Pinball: Just how dirty can a machine get?

Seriously Worn Flipper Rubber
New Flipper Rubber (clean playfield, too!)

At left is a before and after picture of the flipper rubber on my Addams Family pinball machine. The before picture is of grime and wear build up after, maybe, 18 months of home use play plus one weekend of fairly heavy play at the Makers Faire (15,812 flips on that flipper in one weekend).

As can be seen in the before shot, that is one beat to hell piece of rubber. It is cracking and even starting to split.

The black goo appears to be a combination of dust and something else — carbon goop from the electrical bits in the machine — that builds up over time within a machine.

Now, keep in mind, that blackened, crackled, bit of rubbery nastiness is pretty much exclusively from home use only! Imagine what it looks like in some skank-hole bar full of cigarette smoke! I used to maintain a machine in exactly such an environment and the addition of cigarette smoke so fouled the machine that optical switches would start failing after about four months. A simple cleaning fixed it (but not my lungs — I still occasionally flash back that godawful Village Idiot smell. Oh, how I miss it.)

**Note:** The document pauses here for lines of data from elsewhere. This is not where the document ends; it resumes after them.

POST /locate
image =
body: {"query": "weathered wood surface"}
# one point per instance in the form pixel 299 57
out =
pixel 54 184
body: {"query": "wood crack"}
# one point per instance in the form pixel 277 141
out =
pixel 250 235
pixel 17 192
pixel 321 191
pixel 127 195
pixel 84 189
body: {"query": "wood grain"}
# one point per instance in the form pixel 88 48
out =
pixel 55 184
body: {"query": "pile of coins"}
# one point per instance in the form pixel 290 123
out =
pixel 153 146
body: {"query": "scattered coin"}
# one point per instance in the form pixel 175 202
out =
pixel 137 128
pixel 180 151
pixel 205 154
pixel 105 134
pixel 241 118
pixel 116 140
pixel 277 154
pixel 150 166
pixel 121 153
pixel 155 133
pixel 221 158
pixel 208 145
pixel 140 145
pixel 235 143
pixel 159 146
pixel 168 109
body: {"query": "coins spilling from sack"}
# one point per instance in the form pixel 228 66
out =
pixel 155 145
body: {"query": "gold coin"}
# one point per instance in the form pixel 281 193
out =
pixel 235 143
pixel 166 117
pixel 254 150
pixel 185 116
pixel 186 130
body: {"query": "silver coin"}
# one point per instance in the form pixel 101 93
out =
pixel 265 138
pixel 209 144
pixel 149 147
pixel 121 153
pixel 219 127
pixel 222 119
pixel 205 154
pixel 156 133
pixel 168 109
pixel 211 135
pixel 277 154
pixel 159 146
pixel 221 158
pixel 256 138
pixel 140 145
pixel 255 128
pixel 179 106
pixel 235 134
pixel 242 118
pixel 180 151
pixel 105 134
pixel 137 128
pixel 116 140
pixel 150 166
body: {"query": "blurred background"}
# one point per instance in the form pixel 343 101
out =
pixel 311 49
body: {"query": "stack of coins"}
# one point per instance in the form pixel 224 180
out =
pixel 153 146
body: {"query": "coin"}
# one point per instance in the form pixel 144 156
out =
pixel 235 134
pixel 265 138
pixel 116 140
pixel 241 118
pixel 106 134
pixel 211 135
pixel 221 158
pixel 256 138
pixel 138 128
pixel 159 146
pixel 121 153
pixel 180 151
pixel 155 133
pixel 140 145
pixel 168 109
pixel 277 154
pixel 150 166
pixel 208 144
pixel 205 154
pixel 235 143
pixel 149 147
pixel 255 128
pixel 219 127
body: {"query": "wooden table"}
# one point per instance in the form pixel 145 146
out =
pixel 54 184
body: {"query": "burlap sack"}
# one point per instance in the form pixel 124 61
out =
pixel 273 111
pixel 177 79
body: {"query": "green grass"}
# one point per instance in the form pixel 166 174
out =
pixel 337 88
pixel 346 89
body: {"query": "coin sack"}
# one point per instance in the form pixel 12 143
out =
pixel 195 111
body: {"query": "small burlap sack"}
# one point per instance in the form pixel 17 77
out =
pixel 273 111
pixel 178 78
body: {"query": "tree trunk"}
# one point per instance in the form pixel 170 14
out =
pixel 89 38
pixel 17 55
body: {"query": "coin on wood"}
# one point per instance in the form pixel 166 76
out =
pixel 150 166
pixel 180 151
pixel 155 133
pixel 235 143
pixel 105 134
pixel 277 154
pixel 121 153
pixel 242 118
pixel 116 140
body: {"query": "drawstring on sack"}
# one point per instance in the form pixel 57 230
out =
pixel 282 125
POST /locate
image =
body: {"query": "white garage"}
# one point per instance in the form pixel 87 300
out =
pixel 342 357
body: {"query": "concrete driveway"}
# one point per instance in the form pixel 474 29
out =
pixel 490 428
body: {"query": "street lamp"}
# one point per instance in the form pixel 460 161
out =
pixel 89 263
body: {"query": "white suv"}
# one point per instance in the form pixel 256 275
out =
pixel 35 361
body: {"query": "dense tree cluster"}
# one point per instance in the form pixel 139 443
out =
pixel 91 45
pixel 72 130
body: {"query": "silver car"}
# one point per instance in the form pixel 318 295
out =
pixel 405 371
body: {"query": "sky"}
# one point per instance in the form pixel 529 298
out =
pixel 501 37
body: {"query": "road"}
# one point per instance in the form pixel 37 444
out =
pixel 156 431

Grime Around Electric Chair
Grime Near Flipper

Said grime layers the playfield too. While the open areas gradually grow dingier and dingier over time, the areas where the ball rolls along something will build up a very distinctive line of grunge.

While that grime is clearly something that needs to be cleaned up to keep a machine in tip top condition, keeping an eye on the grime-lines can actually be useful.

For example, that the grime line next to the flipper wavers a bit in the transition from lane guide to flipper indicates that I really ought to make sure that the flipper is in exactly the right spot and the lane guide is not starting to warp from over a decade of poundings. While it isn’t affecting game play in a negative fashion, I certainly want to make sure that nothing is loose and, thus, may fall apart and cause bigger problems in the near future.

Cleaned Playfield

Fortunately, Addams Family is a “diamondplated” playfield. Basically, the entire playfield is covered in a coating of varathane. Cleaning is just a matter of a good scrub down with a plastic cleaner.

And the best plastic cleaner I have found is pictured at right; Novus #2 is perfect for cleaning diamondplate pinball playfields and various plastic bits.

In any case, the Addams Family looked and played quite beautifully over the weekend; a perfect addition to the Holt’s awesome annual Halloween Party.

3 Comments on "Pinball: Just how dirty can a machine get?"

  1. Do you think that “Fine Scratch Remover” would help a) unscuff the top of my Mac mini and/or b) get light fingernail scratches of the bottom of my iMac bezel? Does it work by filling the cracks or taking off more of the surface?


  2. It is definitely a light abrasive (or heavy abrasive in the case of #4), so it does work by taking an incredibly thin layer of material off the surface (or, in the case of a pinball machine, removing the layer of dirt on top of the varathane).
    It is really quite amazing at scratch removal, though. I have used a combination of #2 and #1 to fix CDs.


  3. Hi,

    I’ve recently bought an Addams and the triple-pack of Novus polish and was thinking that I should go the whole hog and remove all playing field items. The flasher light holders seem firmly attached and I can’t figure out how to remove them. Is there a trick, or does one have to desolder the connections?